Momenti di divertimento in una cornice di folklore al campo sportivo di Strangolagalli che per l'occasione era gremito di spettatori. Il torneo è stato introdotto dall'esibizione della Banda musicale Strangolagalli-Ripi, dalle majorette e da un corteo storico. Costumi medievali o della tradizione ciociara per ricordare le tradizioni e soprattutto quell'episodio realmente accaduto che ha ispirato questa rievocazione in chiave goliardica: l'attacco di Carlo VIII Re di Francia, nel 1495, al Ducato d'Avalos-d'Aquino di Monte San Giovanni, Strangolagalli e Colli. Gli abitanti del posto, per respingere l'impeto degli assalitori francesi e dunque gli antichi Galli, gettarono su di loro delle reti dalle mura del castello di Monte San Giovanni. Durante l'impresa avrebbero gridato: “Acchiappat gl'iagl, acchiappat gl'iagl... Accidat'gl, accidat'gl...Ietta la rete...Iatuen...” tradotto dal dialetto: “Acchiappate i galli, acchiappate i galli...Uccidetelo...Getta la rete...Andatevene...”

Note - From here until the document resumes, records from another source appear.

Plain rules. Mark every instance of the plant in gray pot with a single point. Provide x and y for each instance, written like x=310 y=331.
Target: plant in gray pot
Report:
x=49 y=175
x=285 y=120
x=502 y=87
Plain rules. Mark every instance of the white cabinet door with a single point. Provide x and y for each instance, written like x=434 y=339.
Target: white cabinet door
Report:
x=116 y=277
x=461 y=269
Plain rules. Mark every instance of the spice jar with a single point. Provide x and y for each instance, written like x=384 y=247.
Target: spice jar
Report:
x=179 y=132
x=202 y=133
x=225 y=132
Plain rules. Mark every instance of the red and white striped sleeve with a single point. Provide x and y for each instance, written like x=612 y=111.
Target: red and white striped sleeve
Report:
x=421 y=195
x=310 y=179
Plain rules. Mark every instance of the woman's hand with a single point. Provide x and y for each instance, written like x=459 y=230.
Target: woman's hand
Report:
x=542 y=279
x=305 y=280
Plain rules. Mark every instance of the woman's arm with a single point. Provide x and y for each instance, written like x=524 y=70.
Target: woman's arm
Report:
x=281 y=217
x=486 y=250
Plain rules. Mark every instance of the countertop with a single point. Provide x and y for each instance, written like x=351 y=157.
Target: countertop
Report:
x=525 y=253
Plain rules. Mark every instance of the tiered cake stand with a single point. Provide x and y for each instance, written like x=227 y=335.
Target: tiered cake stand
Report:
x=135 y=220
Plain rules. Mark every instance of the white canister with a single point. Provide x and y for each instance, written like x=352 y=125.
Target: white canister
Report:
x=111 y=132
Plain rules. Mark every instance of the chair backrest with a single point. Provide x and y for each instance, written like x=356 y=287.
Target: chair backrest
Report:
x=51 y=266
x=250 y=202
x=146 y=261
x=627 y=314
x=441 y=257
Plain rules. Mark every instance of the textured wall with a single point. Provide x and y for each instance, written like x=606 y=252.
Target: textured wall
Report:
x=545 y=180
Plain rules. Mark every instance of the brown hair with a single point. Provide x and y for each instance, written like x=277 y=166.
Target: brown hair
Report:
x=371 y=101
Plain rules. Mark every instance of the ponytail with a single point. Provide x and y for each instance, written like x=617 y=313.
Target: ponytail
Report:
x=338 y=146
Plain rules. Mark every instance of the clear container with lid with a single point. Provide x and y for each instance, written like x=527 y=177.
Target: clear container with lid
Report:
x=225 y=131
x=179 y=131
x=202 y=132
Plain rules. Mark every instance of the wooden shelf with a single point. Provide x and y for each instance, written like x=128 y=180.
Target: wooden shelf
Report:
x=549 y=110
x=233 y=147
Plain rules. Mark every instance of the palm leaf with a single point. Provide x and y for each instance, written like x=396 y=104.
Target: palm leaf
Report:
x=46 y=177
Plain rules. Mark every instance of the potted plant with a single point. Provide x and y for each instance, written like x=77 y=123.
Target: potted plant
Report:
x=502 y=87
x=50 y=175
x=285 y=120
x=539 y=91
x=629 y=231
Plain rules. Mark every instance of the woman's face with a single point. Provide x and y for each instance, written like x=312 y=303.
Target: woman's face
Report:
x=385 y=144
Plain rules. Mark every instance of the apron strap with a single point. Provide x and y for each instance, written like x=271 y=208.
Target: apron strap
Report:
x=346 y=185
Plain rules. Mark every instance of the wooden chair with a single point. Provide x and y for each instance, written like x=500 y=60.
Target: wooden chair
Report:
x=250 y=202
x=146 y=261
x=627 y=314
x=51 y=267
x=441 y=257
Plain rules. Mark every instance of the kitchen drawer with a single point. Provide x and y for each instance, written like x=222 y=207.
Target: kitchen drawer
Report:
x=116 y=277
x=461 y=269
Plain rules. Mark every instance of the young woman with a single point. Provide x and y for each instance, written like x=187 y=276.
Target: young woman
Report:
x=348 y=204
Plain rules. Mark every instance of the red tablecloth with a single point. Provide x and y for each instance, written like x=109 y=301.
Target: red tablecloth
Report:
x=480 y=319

Il castello venne espugnato a colpi di cannone e il re ebbe la strada libera verso il Regno di Napoli, il suo obiettivo.

Nell'ambito dell'iniziativa, che ha ricevuto il patrocinio dall'Assessorato alla Cultura e Spettacolo della Regione Lazio con il bando “Estate delle Meraviglie 2019”, si sono svolte anche delle visite guidate proprio al Castello ducale di Monte San Giovanni Campano.